磨き上げるべきは、タンスや床だけではなくまずは
自己の魂を磨き上げなければならない。
それを死んでから悟るのと生きているうちに悟るのでは、格段の差がある。

生きている内に魂に磨きをかけるのであれば、
そこから放たれる人徳、人望、全てが良い方向へ向かうだろう。
死は尺度なのだ。
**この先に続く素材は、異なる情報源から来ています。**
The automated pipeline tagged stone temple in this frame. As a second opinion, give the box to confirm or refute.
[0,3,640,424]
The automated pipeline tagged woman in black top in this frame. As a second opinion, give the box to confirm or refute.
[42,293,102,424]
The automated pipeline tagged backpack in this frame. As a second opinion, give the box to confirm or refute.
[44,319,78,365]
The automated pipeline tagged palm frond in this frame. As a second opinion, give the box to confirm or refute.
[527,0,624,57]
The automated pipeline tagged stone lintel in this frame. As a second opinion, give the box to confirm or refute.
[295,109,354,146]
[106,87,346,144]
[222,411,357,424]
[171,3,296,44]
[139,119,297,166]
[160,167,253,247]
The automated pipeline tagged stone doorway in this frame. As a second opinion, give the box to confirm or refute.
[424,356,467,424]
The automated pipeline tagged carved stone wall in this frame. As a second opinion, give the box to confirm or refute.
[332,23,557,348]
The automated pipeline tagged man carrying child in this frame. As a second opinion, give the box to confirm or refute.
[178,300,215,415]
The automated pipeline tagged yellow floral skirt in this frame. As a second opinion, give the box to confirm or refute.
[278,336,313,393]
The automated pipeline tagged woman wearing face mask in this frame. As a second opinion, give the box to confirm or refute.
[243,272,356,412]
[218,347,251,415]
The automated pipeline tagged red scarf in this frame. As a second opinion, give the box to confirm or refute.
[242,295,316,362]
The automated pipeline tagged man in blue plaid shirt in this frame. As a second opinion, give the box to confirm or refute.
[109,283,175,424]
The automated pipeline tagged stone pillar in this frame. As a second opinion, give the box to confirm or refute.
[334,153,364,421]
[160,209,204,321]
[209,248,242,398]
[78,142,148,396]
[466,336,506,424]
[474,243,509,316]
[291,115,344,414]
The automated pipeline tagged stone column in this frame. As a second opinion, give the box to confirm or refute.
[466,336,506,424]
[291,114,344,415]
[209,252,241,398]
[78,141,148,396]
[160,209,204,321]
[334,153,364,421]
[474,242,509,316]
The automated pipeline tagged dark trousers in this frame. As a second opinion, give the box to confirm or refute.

死は自分が何を所有しているのかを明確にしてくれる。
そういう見方もあるのではないかと思う。

無論、死を友として考える際、ただ尺度とだけ捉えるだけでは乏しすぎるが、
ただ、そういう一面も持っているという事は明らかだ。

死も生も魂も全てが真実であり、リアルなのだ。

そして真実は多面体なのだ。
内なる魂に少しでも磨きをかけるにはまず感受性を深める事だ。
何かを違った角度から見る事だ。
今、目の前のティーカップに入っているコーヒーが半分だとしたらどう思うだろうか?
「あぁ、もう半分しかない」と、考えるか、「まだ、半分も残っているじゃないか!」と考えるか、
朝が来たら『さあ、朝だ!」と思うか、「また、いつもと同じ朝が来たか・・」と考えるか、、、
ポジティブに考えられるかネガティブに考えるか・・・
その考え方の違いで自分の未来の方向はかなり変わるだろう。

感受性を深め、色々な事に傷付く事ができ、色々な経験の持ち主にも共感ができるような魂を内なる自分として持っていればそれは何たる強さの証だろうか。

「肉体を破壊する力はあってもあなたの魂を滅ぼす力は無い」
どこかで読んだ事は無いだろうか。これを読んでいるあなたが何歳でも構わない。
死と対峙してみよう。どうせそれは模擬対峙に過ぎないのだから。
どうせ皆いずれ死と対峙しなければならないのだから。